Despite some success, law enforcement officials say that cybercrime is extremely hard to get a handle on. That's because it thrives in countries like Russia and China that have weak computer crime laws or lax enforcement. In such cases, catching cybercriminals outside U.S. jurisdiction becomes nearly impossible.

When U.S. prosecutors do bring cybercrooks to justice, they increasingly file charges under updates to the federal criminal code. The Computer Fraud and Abuse Act, for example, provides for a maximum sentence of 20 years in prison. Still, some critics argue that too few computer crime laws exist and that the government underfunds cyber-security programs.

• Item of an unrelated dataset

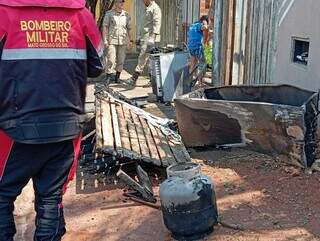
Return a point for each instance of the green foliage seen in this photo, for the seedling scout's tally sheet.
(208, 54)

Congressman Dan Lungren, R-California, chairman of the Homeland Security Subcommittee on Economic Security, Infrastructure Protection, and Cybersecurity, says that U.S. business interests aren't the only thing at stake. Lungren worries that hackers who control botnets might attempt to carry out terrorist acts online to take down the nation's electric utilities or tamper with air traffic control systems.

"We have seen a progression from hackers to hackers with criminal intent," Lungren says. "We are naturally concerned with any hacker with terrorist intent."

Cyber criminals have been technologically two steps ahead of law enforcement for a long time. But that may be changing, according to Robert Villanueva, criminal investigator within the U.S. Secret Service. "Hackers used to think they couldn't be touched on IRC channels and using VPN networks," Villanueva says. "We know they are out there, and we are infiltrating their groups and taking notes," he says.

In the future, FBI special agent Nestor says, attacks will get more sophisticated. "It's a cat-and-mouse game. It always has been. As soon as we figure out who the bad guy is and how he operates, the cybercrooks come up with something new."